Data collected on individual physician characteristics included gender, age, years in practice, and health system relationship (Table 1). The majority of respondents (71.5 percent) were male, and 38.9 percent were members of the UMMC faculty. Approximately 56 percent of respondents were residents, while 5 percent were fellows. Most physicians were under the age of 40 (66.9 percent), with only 5.4 percent falling into the “60 years and older” category. More than half (51.5 percent) had been in practice for less than five years, with the next larger group (27.6 percent) reporting more than 15 years of experience. This was not surprising, considering that more than half (56.1 percent) of the participants were residents. Responses were received from all 31 specialties. A breakdown by specialty is provided in Table 2.

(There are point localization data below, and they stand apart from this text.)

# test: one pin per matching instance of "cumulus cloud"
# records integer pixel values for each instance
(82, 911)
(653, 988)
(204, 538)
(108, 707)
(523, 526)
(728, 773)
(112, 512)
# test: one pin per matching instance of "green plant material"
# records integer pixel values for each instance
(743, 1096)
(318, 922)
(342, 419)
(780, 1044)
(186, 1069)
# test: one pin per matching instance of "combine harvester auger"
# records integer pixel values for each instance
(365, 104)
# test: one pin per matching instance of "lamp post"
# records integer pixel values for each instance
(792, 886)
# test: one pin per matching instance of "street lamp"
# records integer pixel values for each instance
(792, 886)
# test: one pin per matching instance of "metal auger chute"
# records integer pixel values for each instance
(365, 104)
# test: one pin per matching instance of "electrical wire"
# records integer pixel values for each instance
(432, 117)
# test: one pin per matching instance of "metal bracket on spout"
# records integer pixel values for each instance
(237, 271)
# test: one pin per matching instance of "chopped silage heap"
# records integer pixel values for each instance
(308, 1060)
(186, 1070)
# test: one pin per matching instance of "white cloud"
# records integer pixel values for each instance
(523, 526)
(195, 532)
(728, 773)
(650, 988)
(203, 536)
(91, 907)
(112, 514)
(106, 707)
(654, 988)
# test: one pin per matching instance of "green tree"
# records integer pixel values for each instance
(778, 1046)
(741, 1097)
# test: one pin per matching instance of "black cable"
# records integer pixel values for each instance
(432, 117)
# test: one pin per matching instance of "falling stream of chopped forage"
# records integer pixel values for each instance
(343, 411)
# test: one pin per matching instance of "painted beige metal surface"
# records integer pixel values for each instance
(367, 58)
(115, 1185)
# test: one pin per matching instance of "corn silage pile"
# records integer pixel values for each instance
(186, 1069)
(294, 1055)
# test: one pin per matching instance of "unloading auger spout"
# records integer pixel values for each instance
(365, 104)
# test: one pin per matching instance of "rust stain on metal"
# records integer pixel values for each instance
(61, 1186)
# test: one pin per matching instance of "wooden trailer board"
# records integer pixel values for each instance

Prior Computer Use, Experience, and Sophistication
Physicians were asked about their prior computer experience (Table 3). Most reported using computers to access their patients’ medical information (77.4 percent), e-mail (96.2 percent), and online clinical resources (87.0 percent). The majority of physicians reported using the current UMMC system frequently (91.2 percent), and 35.1 percent had used an EHR system in a healthcare facility elsewhere. (The current UMMC system provides read-only access to real-time patient information via a secure Web-based portal. Physicians do not directly document or enter data into this system.) “Self-guided learning” was the most common form of prior computer experience described, as reported by 87.0 percent of participants, and the majority (43.1 percent) considered themselves to be generally sophisticated computer users. None of the respondents, however, rated themselves as having “extra” training or sophistication in this area.
Factors Affecting EHR Attitudes
Participants’ Likert responses (i.e., 1 to 5) were averaged for all question items for each sociotechnical factor construct. Factor means and variances are displayed in Table 4. Means fell between 3, “neither agree nor disagree,” and 4, “agree,” for all factors except for doctor-patient relationship (mean = 2.13). The items in that particular construct specifically asked about the relationship between physicians and patients being negatively impacted by EHR use, so it made sense that this construct mean would be lower than the others. The lower average for this variable actually means that physicians did not anticipate their relationships with patients to be impaired by EHR use. Scale means for the other social factors were as follows: management support, 3.65; physician involvement, 3.83; adequate training, 3.58; and physician autonomy, 3.14. Scale means for the technical factors were 3.65 for perceived ease of use and 3.45 for perceived usefulness. The overall attitude about EHR use was computed to be 3.74 on the five-point scale. Table 5 displays the means and standard deviations for individual survey items.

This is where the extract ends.